Thursday, April 22, 2010

Motorcycle Diaries

I feel there were several scenes in the film that revealed how Che's personality was shaped to be a future leader. I feel the most important one was when he was with his family saying goodbye. He was genuinely happy for all of his siblings and his parents to be there and hugged them all and expressed his feelings for them before he left on the motorcycle. His upbringing in a happy nurturing family was his strong base. The next scene that really seemed to touch him was when he met the couple on their way to the mine to find work. They had left their child with other family after losing their home to someone who had more money. They were cold, tired and exhausted, but were still trying to make a living. When he gave them something to drink and a blanket to warm them they seemed very appreciative. Later in the film you learn he gave the fifteen dollars that his girlfriend had given him to purchase American underwear to this couple. He could have spent that money on so many things along the way, when they were cold and hungry, when the motorcycle was not running.
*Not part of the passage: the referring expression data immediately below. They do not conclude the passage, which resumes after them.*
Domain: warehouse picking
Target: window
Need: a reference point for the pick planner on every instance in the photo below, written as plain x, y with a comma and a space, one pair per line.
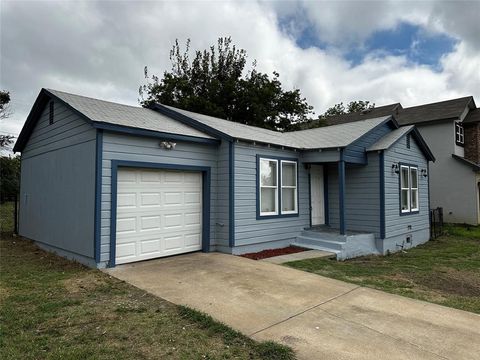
289, 187
408, 189
459, 134
50, 114
278, 189
268, 187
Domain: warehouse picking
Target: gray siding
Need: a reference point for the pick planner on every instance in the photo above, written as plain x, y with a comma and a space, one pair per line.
134, 148
396, 224
57, 195
452, 184
362, 196
249, 230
He became even more enraged when the miners were chosen and made to climb into the truck, they were hungry and thirsty and the foreman was only concerned that the potential miners were quick about leaving. I felt that as each day passed he saw more and more that made him want to change things to help those who were not well off. He saw farmers on his way to machu pichu who had had their land taken away. The working class who were being towed in the small boat behind the luxurious ship he was riding in on his way to stay at the Leper colony. It is obvious his friend Mial does not feel as passionate as he does about the sites that they see along the way. Is it because Mial is older than him and feels that he cannot change anything, or is it that Che feels that he cannot go on watching the injustice continue?

2 comments:

  1. Why is that first scene "the most important an influential one"? I would like to hear more about your analysis on this point. I personally think that there are other scenes to be considered more important. One can argue if Ernesto was really caring toward his family, why did he leave his family then?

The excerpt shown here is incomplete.